Devletin kurumlarına baktığımızda birebir hayatın her kademesinde görebileceğiniz başka bir teşkilatlanma yoktur; Yozgat Bozok Üniversitesi kadar!
Her ne kadar sohbetimizin başlığında sadece ilim, bilim, sağlık ve tarım üzerinden örnekleme yapsak da toplumun her kademesine temas eden bir yapılanmanın adı Bozok Üniversitesi.
Yozgat Valiliği, Yozgat Belediyesi ve Yozgat Bozok Üniversitesi ortaklığında 3’üncü Film Festivali üzerinden bir üniversite ziyareti yapalım istiyorum bugün.
(Bu arada festivalin Yozgat’a kazandırılmasında emek sahibi olan ve şuan farklı bir üniversitede görev yapan Batuhan Kalaycı’a ve tüm emektarlara teşekkür etmek istiyorum.)
Film Festivali hem üniversiteye hem de Yozgat’a renk kazandırıyor.
Her yıl farklı ünlü isimleri Yozgat’ta ağırlıyor, şehirle bütünleşmesi sağlanıyor.
Bu yıl sinemanın sultanı, her birimizin hafızasında utulmaz izleri bulunan Türkan Şoray’ı konuk edeceğiz.
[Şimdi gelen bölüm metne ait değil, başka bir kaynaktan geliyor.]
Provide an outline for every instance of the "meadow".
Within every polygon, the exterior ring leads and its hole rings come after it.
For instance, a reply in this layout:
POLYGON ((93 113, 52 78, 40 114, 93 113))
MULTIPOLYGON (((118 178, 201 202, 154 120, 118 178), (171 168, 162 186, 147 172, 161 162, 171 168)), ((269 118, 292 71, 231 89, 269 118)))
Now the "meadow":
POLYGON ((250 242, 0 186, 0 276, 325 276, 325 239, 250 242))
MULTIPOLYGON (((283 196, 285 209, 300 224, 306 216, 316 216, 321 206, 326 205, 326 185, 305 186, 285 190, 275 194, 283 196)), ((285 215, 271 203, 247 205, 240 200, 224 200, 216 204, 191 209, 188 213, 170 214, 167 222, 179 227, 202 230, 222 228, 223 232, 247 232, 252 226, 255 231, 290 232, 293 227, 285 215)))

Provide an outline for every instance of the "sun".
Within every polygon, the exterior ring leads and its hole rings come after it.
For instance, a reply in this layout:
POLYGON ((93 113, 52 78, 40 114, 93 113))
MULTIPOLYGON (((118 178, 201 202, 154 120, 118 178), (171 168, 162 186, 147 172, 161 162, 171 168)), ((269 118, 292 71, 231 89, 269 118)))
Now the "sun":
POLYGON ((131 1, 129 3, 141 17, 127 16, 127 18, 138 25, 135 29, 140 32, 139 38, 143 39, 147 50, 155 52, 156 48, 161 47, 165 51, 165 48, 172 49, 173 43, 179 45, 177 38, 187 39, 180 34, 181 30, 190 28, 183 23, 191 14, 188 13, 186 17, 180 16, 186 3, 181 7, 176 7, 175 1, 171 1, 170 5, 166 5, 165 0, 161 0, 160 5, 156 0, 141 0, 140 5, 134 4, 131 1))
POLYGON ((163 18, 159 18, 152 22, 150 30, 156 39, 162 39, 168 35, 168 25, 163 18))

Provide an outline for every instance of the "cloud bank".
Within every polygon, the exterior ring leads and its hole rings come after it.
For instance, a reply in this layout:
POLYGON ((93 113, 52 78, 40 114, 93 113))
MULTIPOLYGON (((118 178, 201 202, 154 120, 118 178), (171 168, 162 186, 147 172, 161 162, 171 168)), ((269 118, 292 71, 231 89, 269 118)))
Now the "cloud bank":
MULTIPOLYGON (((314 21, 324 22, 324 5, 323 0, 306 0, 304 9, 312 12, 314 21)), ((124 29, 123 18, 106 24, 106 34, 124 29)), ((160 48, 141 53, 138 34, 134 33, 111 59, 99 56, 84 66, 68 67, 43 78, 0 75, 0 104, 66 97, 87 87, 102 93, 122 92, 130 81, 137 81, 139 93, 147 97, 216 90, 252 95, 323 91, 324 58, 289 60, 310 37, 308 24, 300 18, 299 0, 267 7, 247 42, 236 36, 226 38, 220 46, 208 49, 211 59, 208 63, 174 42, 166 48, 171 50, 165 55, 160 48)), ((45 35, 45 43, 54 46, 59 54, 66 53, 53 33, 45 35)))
Yine ünlü yönetmen ve ekibi Yozgat’talar.
Film festivali ile Yozgat’ta birkaç günlüğüne hareket geliyor.
Her ne kadar üç kurumun ortaklığında yapılıyor görünse de festivalin gerçekleşmesinde Yozgat Bozok Üniversitesi’nin katkısı azımsanamaz!
Bugün şehrin sanat dünyasına katkı sağlayan bir üniversiteden bahsediyoruz.
Dönüyoruz sağlık alanında kendine has yapılanması olan bir üniversitemiz var -ki yakın zamanda çok kıymetli sağlık kurumları açıldı. Son açılışın adı; Ağız ve Diş Sağlığı Hastanesi oldu.
Toprakta üniversite izi var, tarımdan-hayvancılığı pek çok alanda ciddi grişimleri var!
İlim ve bilim alanındaki aksiyoner duruşu olan bir üniversiteden bahsediyoruz. (Özellikle teknolojik çalışmalarda yaşanan bütçe sorununun bilimin önüne geçmemesi temennimi ayrıca dile getirmek istiyorum.)
Sayın Rektör Prof. Dr. Evren Yaşar’la farklı bir yol ayrımına giren Yozgat Bozok Üniversitesi’nin şehrin maddi ve manevi kazanımlarına, AR-GE’den sağlık sektörüne önümüzdeki süreçte daha da dikkat çeken çalışmalar yapacağı muhakkak.
Üniversitelere yakıştıramadığım olayların başında rektörlük seçimleri gelirdi. Birer siyasetçi hatta siyasetçinin de ötesinde bir seçim atmosferinin hakim olduğu, kutuplaşmalarla gerilen üniversiteler vardı.
Bugün rektörler Cumhurbaşkanı tarafından atanıyor.
Demokratik seçimleri maalesef üniversitede dahi olsa tabiatına uygun yapamıyoruz.
Mutlaka bir kutuplaşma mutlaka bir siyaseti aratmayan ayak oyunlarının kurbanı olmuş bir üniversite kalırdı her seçimin ardından elimizde.
Seçim mevzuuna neden girdim, seçim yorgunu üniversitelerde rektörün işlere adapte olması, dağılmış insan yapılanmasını toparlayıp bir kadro oluşturması zaman alırdı.
Dünden bu güne hala o kısır yapılanmanın içinden gelen isimler yok mu, her üniversitede olduğu gibi bizde de var! Onların da Rektör Prof. Dr. Evren Yaşar’ın hizmet vizyonu karşısında işlerini yapmaktan öteye gidemeyeceklerine inanıyorum.
Büyük umutlar, büyük beklentiler, yıllanmış heyecanımız, kutup yıldızımız Yozgat Bozok Üniversitesi.
Hayatın her kademesinde karşımıza çıkan Yozgat Bozok Üniversitesi’nin kazandığı ivmeyi duraksamadan sürdürmesini diliyor, temenni ediyorum.
Bu gün kendi içindeki yenilenmeyi tamamladığında inanıyorum ki hem insan yapısı hem de kurumsal yapısı ile Yozgat’ın ta kendisi olacak bir üniversitemiz var olacak!